Sex and Skin: There’s mention of sexual assault and sex with minors and students and transcriptions of graphic sexts, but no sex is depicted onscreen.

Parting Shot: As the first episode of the three-part series concludes, Faison asks, “Who was this predator I was married to? I never would have imagined the scope of what he had done.” In episodes 2 and 3, the scope of Spence’s crimes and indiscretions are revealed and yeah, it’s pretty wild to think that the world’s most perfect husband could be so duplicitous and chameleon-like that he fooled everyone he knew.

Sleeper Star: While what happened to Jennifer Faison is truly awful, thanks in part to her production experience and what I assume is years of experience crafting compelling stories for TV, she is the star of this show. That’s due also to her straightforward approach: enough time has passed that she can recall her time with Spence objectively for much of the series, though she does get emotional at certain points while looking back on a perfect life that was never actually perfect at all.

Most Pilot-y Line: “He was the perfect person. He was the kind of person you wanted your daughter to marry,” Jenifer’s mother Gail explains, describing the charming college co-ed her daughter brought home to meet the family when they first started dating. How wrong she was.
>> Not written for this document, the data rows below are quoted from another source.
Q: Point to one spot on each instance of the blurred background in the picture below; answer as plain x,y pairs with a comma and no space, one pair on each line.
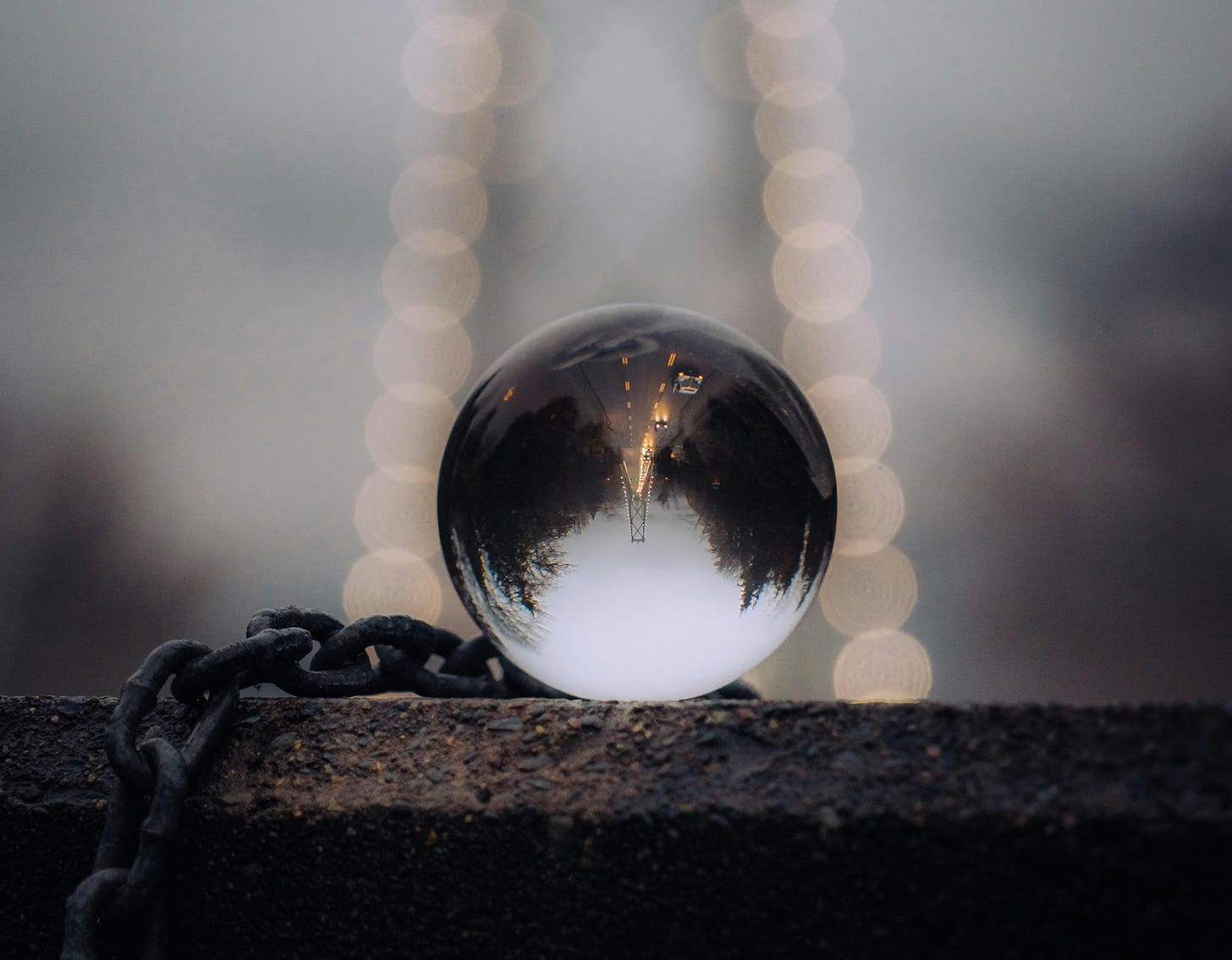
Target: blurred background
253,255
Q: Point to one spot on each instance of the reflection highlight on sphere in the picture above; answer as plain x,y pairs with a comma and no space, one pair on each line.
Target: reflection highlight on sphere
637,502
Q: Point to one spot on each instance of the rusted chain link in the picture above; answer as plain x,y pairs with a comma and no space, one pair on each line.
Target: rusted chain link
121,901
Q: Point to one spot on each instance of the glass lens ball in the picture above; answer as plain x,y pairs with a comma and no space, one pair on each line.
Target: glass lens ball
636,502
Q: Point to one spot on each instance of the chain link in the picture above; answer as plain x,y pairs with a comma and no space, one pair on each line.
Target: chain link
121,901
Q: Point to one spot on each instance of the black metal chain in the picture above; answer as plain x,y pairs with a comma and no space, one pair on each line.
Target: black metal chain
121,900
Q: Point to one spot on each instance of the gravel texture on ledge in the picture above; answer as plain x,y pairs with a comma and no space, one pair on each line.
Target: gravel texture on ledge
564,829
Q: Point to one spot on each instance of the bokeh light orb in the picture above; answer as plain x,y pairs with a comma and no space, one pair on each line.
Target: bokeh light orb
636,502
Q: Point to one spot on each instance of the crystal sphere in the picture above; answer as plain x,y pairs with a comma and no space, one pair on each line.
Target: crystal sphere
636,502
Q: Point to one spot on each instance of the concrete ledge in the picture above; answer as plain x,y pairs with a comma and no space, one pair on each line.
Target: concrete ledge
527,829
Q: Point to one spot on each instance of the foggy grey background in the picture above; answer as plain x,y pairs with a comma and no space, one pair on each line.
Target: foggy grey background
192,224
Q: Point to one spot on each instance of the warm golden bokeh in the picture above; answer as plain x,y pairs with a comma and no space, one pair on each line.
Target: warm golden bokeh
397,507
823,124
796,70
883,665
410,425
440,357
855,418
486,11
525,58
470,135
430,292
872,592
453,64
392,581
872,510
439,206
813,352
822,283
811,199
788,19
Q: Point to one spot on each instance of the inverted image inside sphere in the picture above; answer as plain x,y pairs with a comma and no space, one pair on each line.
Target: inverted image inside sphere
637,503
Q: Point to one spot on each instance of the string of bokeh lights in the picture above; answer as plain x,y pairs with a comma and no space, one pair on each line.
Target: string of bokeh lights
786,57
472,69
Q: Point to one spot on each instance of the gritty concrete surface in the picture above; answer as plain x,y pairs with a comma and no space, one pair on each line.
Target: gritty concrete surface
546,829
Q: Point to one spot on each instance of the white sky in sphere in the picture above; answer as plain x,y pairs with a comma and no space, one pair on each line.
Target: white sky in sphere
648,621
Our Call: STREAM IT! Like many other sensational news stories that exist in the “terrible husband” genre (Scott Peterson, Chris Watts, etc.) there’s a tabloid-y aspect to Jenifer Faison’s story, but that’s what draws us into it, the idea that this could never really happen… except that it did happen. The thing that sets this show apart is that so much of the story is told through real video and photos and it doesn’t need embellishment or Dateline-style narration, the facts of the case and Faison’s measured approach carry us through what could have otherwise been excessive or exploitative.

Liz Kocan is a pop culture writer living in Massachusetts. Her biggest claim to fame is the time she won on the game show Chain Reaction.